Rental Property Calculator

Analyze a rental property with monthly cash flow, cap rate, and cash-on-cash return from the price, financing, rent, expenses, and vacancy.

Independently verified for accuracy

Calculator by Toolsloft ↗
Monthly cash flow
$159.40
Annual cash flow
$1,912.74
Cap rate
7.15%
Cash-on-cash return
3.83%
Mortgage payment
$1,330.60

This calculator analyzes a rental property deal: monthly cash flow after the mortgage, the cap rate, and the cash-on-cash return on your down payment. Use it to screen listings and compare rentals before you make an offer.

How this is calculated

Cash flow is effective rent (rent after a vacancy allowance) minus operating expenses and the mortgage payment. The cap rate is net operating income (before debt service) divided by the purchase price. Cash-on-cash return is annual cash flow divided by the cash invested as the down payment.

How to use

  1. Enter the purchase price, down payment percentage, rate, and term.
  2. Enter the monthly rent, monthly operating expenses, and a vacancy allowance.
  3. Read the mortgage payment, cash flow, cap rate, and cash-on-cash return.

Examples

  • $250k, 20% down, $2,200 rent: $159.40/mo cash flow, 7.15% cap
  • $400k, 25% down, $3,000 rent: negative cash flow

FAQ

What is cash-on-cash return?
It is the annual pre-tax cash flow divided by the cash you put in, usually the down payment.

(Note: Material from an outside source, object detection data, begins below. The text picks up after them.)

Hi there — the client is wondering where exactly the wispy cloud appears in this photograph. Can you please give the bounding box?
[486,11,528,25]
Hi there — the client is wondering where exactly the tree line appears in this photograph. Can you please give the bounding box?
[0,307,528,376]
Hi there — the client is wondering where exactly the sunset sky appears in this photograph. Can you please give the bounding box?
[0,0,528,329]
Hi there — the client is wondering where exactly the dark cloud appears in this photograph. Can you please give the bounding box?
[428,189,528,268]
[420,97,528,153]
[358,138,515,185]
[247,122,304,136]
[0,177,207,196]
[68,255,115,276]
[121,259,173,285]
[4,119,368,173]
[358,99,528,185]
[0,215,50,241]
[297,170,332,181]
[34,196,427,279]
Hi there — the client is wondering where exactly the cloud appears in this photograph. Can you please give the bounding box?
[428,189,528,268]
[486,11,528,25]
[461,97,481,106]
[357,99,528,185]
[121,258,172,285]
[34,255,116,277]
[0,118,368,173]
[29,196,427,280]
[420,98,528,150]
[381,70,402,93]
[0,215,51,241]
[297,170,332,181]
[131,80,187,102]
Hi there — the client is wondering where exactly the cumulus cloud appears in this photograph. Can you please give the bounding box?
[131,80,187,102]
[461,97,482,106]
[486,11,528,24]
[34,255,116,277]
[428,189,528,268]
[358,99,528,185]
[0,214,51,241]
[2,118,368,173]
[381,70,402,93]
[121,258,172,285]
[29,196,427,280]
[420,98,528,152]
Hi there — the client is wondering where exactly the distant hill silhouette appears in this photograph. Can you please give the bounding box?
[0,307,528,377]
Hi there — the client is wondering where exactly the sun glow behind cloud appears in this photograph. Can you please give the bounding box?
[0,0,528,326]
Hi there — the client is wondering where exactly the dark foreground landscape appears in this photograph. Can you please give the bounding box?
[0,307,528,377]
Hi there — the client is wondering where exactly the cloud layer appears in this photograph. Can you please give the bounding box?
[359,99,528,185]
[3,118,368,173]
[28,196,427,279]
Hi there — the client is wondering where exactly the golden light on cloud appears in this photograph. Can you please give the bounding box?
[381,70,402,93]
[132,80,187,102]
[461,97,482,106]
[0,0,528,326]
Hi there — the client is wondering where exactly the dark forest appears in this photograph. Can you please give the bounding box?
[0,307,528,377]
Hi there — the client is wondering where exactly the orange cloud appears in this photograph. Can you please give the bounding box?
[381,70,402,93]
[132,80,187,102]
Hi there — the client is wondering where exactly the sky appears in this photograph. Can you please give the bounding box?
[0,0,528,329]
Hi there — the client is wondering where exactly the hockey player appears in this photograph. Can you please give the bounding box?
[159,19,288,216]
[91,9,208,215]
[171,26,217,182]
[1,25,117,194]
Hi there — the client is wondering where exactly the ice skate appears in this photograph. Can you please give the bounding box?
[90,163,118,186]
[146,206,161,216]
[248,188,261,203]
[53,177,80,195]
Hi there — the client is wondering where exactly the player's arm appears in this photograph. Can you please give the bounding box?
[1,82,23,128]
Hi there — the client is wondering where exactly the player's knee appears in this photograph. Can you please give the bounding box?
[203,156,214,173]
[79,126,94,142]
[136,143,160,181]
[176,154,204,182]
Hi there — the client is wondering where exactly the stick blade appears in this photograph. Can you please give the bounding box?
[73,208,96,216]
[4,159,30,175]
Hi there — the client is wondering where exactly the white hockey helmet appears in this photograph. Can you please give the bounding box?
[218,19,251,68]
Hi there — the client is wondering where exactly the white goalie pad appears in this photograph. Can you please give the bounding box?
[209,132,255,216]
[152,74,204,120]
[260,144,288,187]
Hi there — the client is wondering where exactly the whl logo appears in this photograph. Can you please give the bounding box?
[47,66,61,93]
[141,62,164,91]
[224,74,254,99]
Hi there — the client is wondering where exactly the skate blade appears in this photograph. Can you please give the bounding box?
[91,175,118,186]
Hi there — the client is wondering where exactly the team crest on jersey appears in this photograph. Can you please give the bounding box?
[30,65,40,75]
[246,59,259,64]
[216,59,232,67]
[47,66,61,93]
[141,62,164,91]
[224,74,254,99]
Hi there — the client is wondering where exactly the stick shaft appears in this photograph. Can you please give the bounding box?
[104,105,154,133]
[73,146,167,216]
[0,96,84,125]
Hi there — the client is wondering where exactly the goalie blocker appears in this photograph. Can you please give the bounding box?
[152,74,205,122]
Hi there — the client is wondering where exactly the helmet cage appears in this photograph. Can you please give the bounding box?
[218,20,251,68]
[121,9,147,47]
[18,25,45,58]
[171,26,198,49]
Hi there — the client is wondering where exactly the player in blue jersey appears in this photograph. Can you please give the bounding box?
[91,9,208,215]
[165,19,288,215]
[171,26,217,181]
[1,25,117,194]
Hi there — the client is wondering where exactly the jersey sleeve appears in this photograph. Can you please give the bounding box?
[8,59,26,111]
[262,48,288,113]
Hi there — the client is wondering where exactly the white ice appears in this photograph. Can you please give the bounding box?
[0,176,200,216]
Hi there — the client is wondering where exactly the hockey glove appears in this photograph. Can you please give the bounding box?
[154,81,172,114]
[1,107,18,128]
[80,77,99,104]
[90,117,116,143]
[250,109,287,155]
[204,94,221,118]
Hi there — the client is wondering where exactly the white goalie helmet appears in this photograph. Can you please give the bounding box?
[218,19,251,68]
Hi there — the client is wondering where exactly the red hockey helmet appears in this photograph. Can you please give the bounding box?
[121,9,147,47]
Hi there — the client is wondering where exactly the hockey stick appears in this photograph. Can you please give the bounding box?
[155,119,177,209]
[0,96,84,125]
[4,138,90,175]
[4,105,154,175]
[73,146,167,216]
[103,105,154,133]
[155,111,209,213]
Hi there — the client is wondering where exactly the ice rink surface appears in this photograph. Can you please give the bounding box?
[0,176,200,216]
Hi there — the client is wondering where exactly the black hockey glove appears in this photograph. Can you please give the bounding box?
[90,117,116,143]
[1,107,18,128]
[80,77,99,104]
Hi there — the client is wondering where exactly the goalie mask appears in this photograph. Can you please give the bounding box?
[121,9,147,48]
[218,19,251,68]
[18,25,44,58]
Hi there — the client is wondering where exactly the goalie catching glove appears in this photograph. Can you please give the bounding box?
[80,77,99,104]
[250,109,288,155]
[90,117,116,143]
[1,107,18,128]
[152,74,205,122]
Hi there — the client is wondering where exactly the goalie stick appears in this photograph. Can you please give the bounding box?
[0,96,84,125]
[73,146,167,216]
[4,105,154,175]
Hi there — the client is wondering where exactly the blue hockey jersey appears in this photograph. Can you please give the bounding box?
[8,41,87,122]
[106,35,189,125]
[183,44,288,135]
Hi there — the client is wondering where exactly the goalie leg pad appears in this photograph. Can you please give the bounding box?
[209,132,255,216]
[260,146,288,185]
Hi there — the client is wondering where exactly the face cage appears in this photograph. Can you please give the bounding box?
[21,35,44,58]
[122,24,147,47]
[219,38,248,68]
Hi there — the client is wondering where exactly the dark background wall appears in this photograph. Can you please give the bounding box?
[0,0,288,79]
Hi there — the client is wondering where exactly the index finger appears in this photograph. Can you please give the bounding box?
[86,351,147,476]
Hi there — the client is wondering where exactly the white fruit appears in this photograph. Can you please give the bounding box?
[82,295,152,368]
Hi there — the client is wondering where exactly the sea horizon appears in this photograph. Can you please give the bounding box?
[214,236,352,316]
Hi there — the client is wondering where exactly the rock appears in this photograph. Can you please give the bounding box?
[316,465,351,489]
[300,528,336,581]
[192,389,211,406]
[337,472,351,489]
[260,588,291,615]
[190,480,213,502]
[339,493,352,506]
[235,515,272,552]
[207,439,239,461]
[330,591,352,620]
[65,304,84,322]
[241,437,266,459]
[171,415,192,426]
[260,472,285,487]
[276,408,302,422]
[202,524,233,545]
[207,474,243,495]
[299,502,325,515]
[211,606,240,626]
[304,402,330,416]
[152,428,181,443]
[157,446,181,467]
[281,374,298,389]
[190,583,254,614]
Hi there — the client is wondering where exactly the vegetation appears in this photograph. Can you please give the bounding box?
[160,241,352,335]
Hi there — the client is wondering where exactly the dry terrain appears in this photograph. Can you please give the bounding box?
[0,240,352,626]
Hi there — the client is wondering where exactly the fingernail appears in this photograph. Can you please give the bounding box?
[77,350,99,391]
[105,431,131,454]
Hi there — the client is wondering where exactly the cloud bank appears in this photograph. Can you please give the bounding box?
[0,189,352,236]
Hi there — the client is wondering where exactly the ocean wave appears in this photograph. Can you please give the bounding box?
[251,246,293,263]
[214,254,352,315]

It measures the yearly return on the money actually invested, separate from appreciation.
What should operating expenses include?
Include property taxes, insurance, maintenance, property management, and HOA dues, but not the mortgage payment. The mortgage is handled separately as debt service.
Why is the cap rate different from cash-on-cash?
Cap rate ignores financing and measures the property unlevered yield on the full price. Cash-on-cash includes the mortgage and measures the return on your invested cash, so leverage changes it.